1. It seems to me that often women don't have as strong professional networks as men - the kind that gets built over shared interests (sports or drinking). People seem to gravitate towards others like them. What specific advice do you have for establishing and maintaining network with men as well as other women?
Certainly I have felt excluded from various “networks” at times, but it is not difficult to establish important and interesting connections with men and women over shared professional interests.
Some people start developing networks in graduate school. Although advisors can help jump-start your networking, they are not essential for this (at least, not in my experience). Some of my fellow graduate students, however, have remained important contacts and collaborators over the years, so I definitely started building a network of colleagues in grad school.
These connections can start within a particular research group, department, or other academic unit, but what helps them continue over time is a shared interest and/or style of working. I think these aspects are more important than personality (for example: quiet vs. talkative), shared hobbies, or cultural background.
Most of my long-time collaborators are men, and my closest colleagues are not from the US. We work well together because we have complementary (but distinct) interests and expertise and similar intense interests in particular research questions. It doesn’t matter that some of them are sports fanatics and that I have zero interest in sports, or that we are from different countries/cultures.
My advice: Find people with similar (but not exactly the same) interests, and work on maintaining those connections: write proposals together and organize conferences or conference sessions together. If there is no one at your institution who is compatible, make connections elsewhere. Visit and give talks at each other’s universities, and co-advise students or serve on student committees. At conferences, introduce yourself to people whose work you admire and start a conversation about mutual interests. Even if you don’t become a collaborator of that person, perhaps you will make a connection and raise your visibility; this can lead to important opportunities for research and/or for meeting other people.
You don’t have to be an extrovert to do this, but you do have to be able to communicate in some way. I am a dramatic example of how a quiet, socially unskilled, sports-ignorant person can nevertheless develop a strong, extensive network of colleagues.

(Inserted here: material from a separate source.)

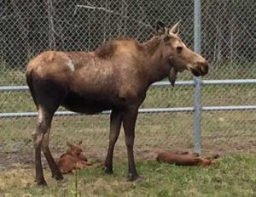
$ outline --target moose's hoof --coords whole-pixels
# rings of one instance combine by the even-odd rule
[[[131,174],[129,173],[127,176],[128,181],[141,181],[142,177],[138,176],[137,174]]]
[[[112,168],[103,166],[103,171],[106,174],[113,174],[113,169]]]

2. Early on, what was your "Oh @!#$%" moment and how did you recover?
I don’t know what this means, so maybe I didn’t have such a moment, or perhaps I had one and never recovered.
3. How do you deal with female health issues when you are in a predominantly male environment?
4. How do you balance "assertiveness" and "bitchiness" - in the sense that it's harder as a female (than a male) to "get away with" being protective of your time, stating your opinion, and so forth?
I am rather soft-spoken, and have had more of a problem being heard than in seeming to be too aggressive. I can, however, be quite assertive (in my own way) when I want/need to be, and this has been an important skill to learn and develop over time. I think it is important to choose your battles, and to learn how to construct and calmly deploy devastating, fact-based arguments when making a case or stating an opinion in a debate. Humor helps as well. Also: getting older.